Com isso, vai-se notando o papel fundamental desempenhado pelas comissões, tanto para aprovar proposições dispensando a deliberação do plenário, quanto como rota obrigatória de passagem dos projetos de lei, como instância para debatê-los melhor e para a apresentação de emendas, sobretudo para “moldar” a deliberação do plenário quanto a determinados projetos de lei.
Após essa exposição, vê-se que a suspensão dos trabalhos das comissões durante a pandemia – que poderia parecer um detalhe singelo e justificado pelas circunstâncias – na verdade torna sem efeito uma previsão de ordem constitucional, o art. 58, caput, da CF, e ainda traz consequências para o rito de aprovação das leis e o jogo de poder político dentro das Casas Legislativas.

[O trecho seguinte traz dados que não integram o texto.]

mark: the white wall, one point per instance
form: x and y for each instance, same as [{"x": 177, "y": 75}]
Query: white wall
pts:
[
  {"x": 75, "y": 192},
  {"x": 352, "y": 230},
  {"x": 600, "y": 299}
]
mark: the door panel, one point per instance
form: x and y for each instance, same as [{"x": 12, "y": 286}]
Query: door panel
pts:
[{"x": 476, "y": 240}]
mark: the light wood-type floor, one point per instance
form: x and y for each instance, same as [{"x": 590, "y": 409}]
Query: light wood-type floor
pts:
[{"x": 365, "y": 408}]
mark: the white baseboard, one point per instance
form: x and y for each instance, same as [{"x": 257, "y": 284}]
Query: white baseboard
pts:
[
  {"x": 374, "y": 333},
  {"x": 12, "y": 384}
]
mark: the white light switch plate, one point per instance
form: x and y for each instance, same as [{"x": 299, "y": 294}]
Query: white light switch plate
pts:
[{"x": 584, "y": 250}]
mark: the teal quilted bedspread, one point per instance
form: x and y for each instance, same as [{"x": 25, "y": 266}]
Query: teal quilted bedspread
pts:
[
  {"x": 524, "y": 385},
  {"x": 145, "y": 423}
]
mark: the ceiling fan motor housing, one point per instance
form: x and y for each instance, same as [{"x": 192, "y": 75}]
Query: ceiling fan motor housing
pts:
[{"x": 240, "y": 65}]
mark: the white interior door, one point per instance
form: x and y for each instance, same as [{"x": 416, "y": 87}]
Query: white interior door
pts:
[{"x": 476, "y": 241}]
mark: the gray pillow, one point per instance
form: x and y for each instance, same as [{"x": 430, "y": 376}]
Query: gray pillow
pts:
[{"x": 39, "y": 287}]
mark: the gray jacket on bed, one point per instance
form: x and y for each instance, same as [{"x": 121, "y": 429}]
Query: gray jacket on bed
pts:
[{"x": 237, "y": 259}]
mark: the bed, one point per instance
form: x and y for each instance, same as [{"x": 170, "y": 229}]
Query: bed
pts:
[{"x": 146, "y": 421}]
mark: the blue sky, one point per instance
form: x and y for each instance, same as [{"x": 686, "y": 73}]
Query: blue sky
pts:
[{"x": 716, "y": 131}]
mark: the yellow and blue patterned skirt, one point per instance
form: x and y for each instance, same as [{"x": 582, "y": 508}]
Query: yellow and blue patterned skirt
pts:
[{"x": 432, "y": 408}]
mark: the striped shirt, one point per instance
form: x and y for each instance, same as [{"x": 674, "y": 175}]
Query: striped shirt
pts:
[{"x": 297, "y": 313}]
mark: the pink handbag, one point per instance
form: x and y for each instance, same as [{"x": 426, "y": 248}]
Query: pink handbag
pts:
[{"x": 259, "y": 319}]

No caso do Senado, comissões de peso e grande influência no curso dos debates parlamentares – como a Comissão de Constituição, Justiça e Cidadania (CCJ) e a Comissão de Assuntos Econômicos (CAE) – deixaram de desempenhar seus papeis importantes nos conflitos legislativos.
Nem mesmo a virtualização da deliberação legislativa pela implantação do Sistema de Deliberação Remota (SDR), a tramitação sumária das medidas provisórias, a separação das sessões conjuntas do Congresso Nacional, a suspensão do trancamento da pauta deste último, as flexibilizações quanto ao quórum de votações – ou quaisquer outras modificações feitas no processo legislativo durante a pandemia – causam tanta diferença na deliberação quanto o não funcionamento das comissões.
Nesses meses em que as comissões não vêm funcionando, diversas matérias importantes foram aprovadas sem o debate aprofundado nesses órgãos colegiados, que funcionam como uma “primeira instância deliberativa”. Por exemplo: a que foi apelidada “PEC do Orçamento de Guerra”, resultante na EC nº 106/2020; o “Plano Mansueto”, que acabou sendo desfigurado e resultou na LC nº 173/2020, que concedeu o auxílio financeiro emergencial da União aos estados, ao Distrito Federal e aos municípios para mitigar os efeitos da pandemia.
Mais recentemente, cite-se o Projeto de Lei Complementar – PLP nº 133, de 2020, que disciplina o pagamento das perdas de arrecadação provocadas pela aprovação da Lei Kandir (LC nº 87/1996), cujo assunto tinha sido objeto de acordo homologado no âmbito da ADO nº 25 junto ao STF.
Convém recordar que a falta das comissões já ensejou a inconstitucionalidade declarada na ADI nº 4.029, especificamente para as comissões mistas para analisar as medidas provisórias (art. 62, § 9º, da CF).
Após tal decisão do STF, com a obrigação de criar tais colegiados, muitas críticas vêm sendo dirigidas à ineficiência da atuação deles, sobretudo pelas razões já expostas acima: manejo estratégico da composição, “inutilidade” de alguns debates que são completamente alterados no plenário e inércia de um grande número de colegiados, que acabam simplesmente consumindo o tempo da tramitação sem efetivamente contribuir para o debate. O problema, no entanto, é mais uma vez das práticas constitucionais, não de desenho.
Agora que os parlamentares estão familiarizados com o SDR, o caso seria de reavaliação da decisão de suspensão dos órgãos fracionários, que poderiam funcionar também virtualmente ou mesmo de forma semipresencial, considerando a retomada de parte dos trabalhos nas dependências do Congresso Nacional.
Trata-se de usar o desenho institucional para dar um empurrãozinho no comportamento dos parlamentares. De modo geral, os ganhos advindos da especialização, dos debates nas comissões, e mesmo da politização, são muito superiores às perdas em termos de celeridade (ou suposta ineficiência) da tramitação.